In this fascinating article, Steven Parfitt draws lessons from the rise and fall of the Knights of Labor —the first left populist movement and national industrial union in the history of the United States. For over a decade, during the 1880s, the Knights heralded the hopes of American commoners. Their agile —and somewhat ambiguous— rhetoric succeeded in building a strong coalition of farmers and workers which amounted to 700,000 members in 1884. Soon however, the Knights were supplanted by the American Federation of Labor whose militancy proved better suited to the radicalisation of class conflict in the 1890s. The story of the Knights, according to Parfitt, reminds us that left populist rhetoric is vain without strong union solidarity.

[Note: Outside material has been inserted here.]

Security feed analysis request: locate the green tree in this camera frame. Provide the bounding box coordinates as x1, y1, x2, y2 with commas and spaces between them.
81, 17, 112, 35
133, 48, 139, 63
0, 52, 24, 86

When those of us on the other side of the Atlantic want to look for the origins of populism as a political practice they often turn to the People’s Party, formed in the United States in 1891. They recall the spirit if not the content of William Jennings Bryan’s famous “cross of gold speech” and if few of us now look for salvation in the free coining of silver, we still remember his belief in the opposition of a virtuous people to the moneyed interests of the country. Parties on left and right continue to adapt Bryan’s basic premise to their own situations today. Whether they do so to exclude foreigners from their blood and soil versions of nationalism, as they do on the right, or to build the widest popular coalition against the “one percent,” as on the left, the traces of the old Bryanite rhetoric have come back. Even the use of populism as a kind of centrist swear word to write off all opponents as untrustworthy demagogues has its origins in debates about the American populist legacy. Richard Hofstadter’s analysis of a “paranoid style” in American politics, lumping together Bryan with senator Joseph McCarthy, was an early example of the p-word in action.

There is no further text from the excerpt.